A OCDE [Organização para a Cooperação e o Desenvolvimento Econômico] montou um grupo de estudos para monitorar o desenrolar da pandemia e as respostas dos governos em várias frentes. Em relação à educação, a instituição (que é a mesma responsável pelo famoso Pisa, prova mundial que revela a ignorância escolar dos brasileiros), destaca os seguintes aspectos como prioritários para os formuladores de políticas públicas e também para decisões no nível dos cidadãos. São os seguintes:

  • Qualidade: minimizar a interrupção na aprendizagem e garantir que os alunos sejam capazes de concluir os seus estudos com o nível de competências exigido.
  • Equidade: garantir que todos os alunos em cada etapa escolar desfrutem de oportunidades de aprendizagem similares, e que os alunos impactados pela crise vão concluir sua trajetória escolar com o mesmo nível de competências que seus pares não afetados.
  • Bem-estar: garantir não só a saúde física e mental dos alunos, mas também o desenvolvimento de habilidades socioemocionais, preservando tanto o senso de pertencimento a cada comunidade escolar como a ligação emocional entre seus pares e seus professores.

 

Como podemos ver, para o ambiente brasileiro, com raríssimas exceções, os aspectos acima são apenas componentes de uma utopia sobre a tal educação de qualidade com equidade que jamais tivemos por aqui. O que já era ruim, abaixo do aceitável sob qualquer parâmetro que se use para analisar a educação brasileira, inclusive a escola particular de elite, vai ficar pior. Não tenham dúvida quanto a isso. Se as autoridades brasileiras já comiam nas mãos dos sindicatos docentes, jamais apertando o cinto em temas como currículo, combate ao absenteísmo, responsabilização sobre o aprendizado acadêmico e comportamental dos alunos, agora o pano caiu mesmo! Somos oficialmente reféns dos sindicatos docentes. Não há nada que possamos fazer nem agora nem depois. A não ser aceitar a desfaçatez de ambos (políticos e donos dos sindicatos) — quem sabe e pode deveria complementar com homeschooling de qualidade e/ou mandar seu filho para uma escola pública em país desenvolvido (não vale qualquer uma norte-americana, por exemplo, tem de saber escolher). Sinto muito, não trago notícias boas. Se seu filho mora no Brasil e está vinculado a uma escola neste país, certamente está nesta pandemia (aliás, como sempre) aprendendo muito menos que seus pares de idade em países desenvolvidos. Lembro aqui que, se você é de uma família de classe média alta, a educação que seu filho recebe é da pior qualidade. Pior que a do filho de um motorista de ônibus urbano no Canadá, por exemplo. Só dá para sentar e chorar mesmo, se você não puder, ou não quiser, fazer o que sugeri acima.

A senhora concorda com a avaliação de alguns médicos e pedagogos de que as crianças em fase de alfabetização são as que mais sofrerão com a suspensão das aulas?

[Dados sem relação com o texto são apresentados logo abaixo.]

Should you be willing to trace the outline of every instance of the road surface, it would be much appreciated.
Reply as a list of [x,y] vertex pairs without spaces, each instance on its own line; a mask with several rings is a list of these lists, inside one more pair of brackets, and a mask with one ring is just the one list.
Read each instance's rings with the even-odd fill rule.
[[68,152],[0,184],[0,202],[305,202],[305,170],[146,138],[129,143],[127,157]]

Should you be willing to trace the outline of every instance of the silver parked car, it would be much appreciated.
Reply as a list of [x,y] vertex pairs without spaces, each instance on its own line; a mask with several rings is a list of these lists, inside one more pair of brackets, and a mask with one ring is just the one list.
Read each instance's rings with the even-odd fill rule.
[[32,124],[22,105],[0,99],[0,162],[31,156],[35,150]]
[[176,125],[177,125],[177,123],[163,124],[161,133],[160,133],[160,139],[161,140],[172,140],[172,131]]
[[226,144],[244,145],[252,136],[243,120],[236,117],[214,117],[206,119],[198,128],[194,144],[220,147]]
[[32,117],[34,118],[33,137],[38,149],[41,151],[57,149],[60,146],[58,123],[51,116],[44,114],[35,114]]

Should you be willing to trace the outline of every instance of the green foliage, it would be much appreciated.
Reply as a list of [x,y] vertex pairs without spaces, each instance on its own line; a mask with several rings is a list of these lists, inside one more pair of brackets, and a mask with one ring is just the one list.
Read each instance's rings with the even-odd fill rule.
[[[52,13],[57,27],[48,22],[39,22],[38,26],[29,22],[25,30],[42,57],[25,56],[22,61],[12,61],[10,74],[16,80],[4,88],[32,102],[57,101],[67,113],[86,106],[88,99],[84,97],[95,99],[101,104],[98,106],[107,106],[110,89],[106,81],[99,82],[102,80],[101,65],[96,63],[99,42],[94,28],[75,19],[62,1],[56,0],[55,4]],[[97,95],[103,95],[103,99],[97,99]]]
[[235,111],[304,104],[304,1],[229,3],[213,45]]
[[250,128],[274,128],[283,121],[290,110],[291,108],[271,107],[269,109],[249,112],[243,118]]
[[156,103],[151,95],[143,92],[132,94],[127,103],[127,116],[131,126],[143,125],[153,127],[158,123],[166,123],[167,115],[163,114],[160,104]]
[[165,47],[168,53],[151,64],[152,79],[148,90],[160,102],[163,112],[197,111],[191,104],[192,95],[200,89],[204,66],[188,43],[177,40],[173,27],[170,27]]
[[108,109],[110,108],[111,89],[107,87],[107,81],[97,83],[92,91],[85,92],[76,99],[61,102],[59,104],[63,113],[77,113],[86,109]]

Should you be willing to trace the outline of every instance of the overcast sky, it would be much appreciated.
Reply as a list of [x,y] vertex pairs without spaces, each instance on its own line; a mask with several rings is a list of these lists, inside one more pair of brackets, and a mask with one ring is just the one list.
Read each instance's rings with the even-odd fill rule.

Acho que médicos e pedagogos devem saber bem mais do que eu. Apenas estudo políticas públicas da educação básica. Como para entender essas políticas preciso também entender alguma coisa de pedagogia, didática e desenvolvimento cognitivo de alunos em processo de educação formal, estou familiarizada com alguns conceitos e premissas. Assim, acho muito provável que as crianças de 4 a 7 anos, que estão tanto em fase de aquisição da literacia e numeracia e se acostumando à vivência escolar autônoma, longe de seus pais e família, sejam as mais prejudicadas pela falta de acesso ao ambiente escolar. Como elas ainda não formaram os vínculos e não aprenderam os processos cognitivos mais básicos da vida escolar, é possível que a retomada delas quando as escolas reabrirem seja muito demorada e custosa. Principalmente, se o isolamento social forçado também resultou em turbulências em seu ambiente doméstico.

“Ficar sem a escola pode desestabilizar uma criança ou jovem, com consequências ainda difíceis de prever com exatidão”

Para além do aprendizado em sala de aula, pode haver impacto nessas crianças no âmbito da socialização?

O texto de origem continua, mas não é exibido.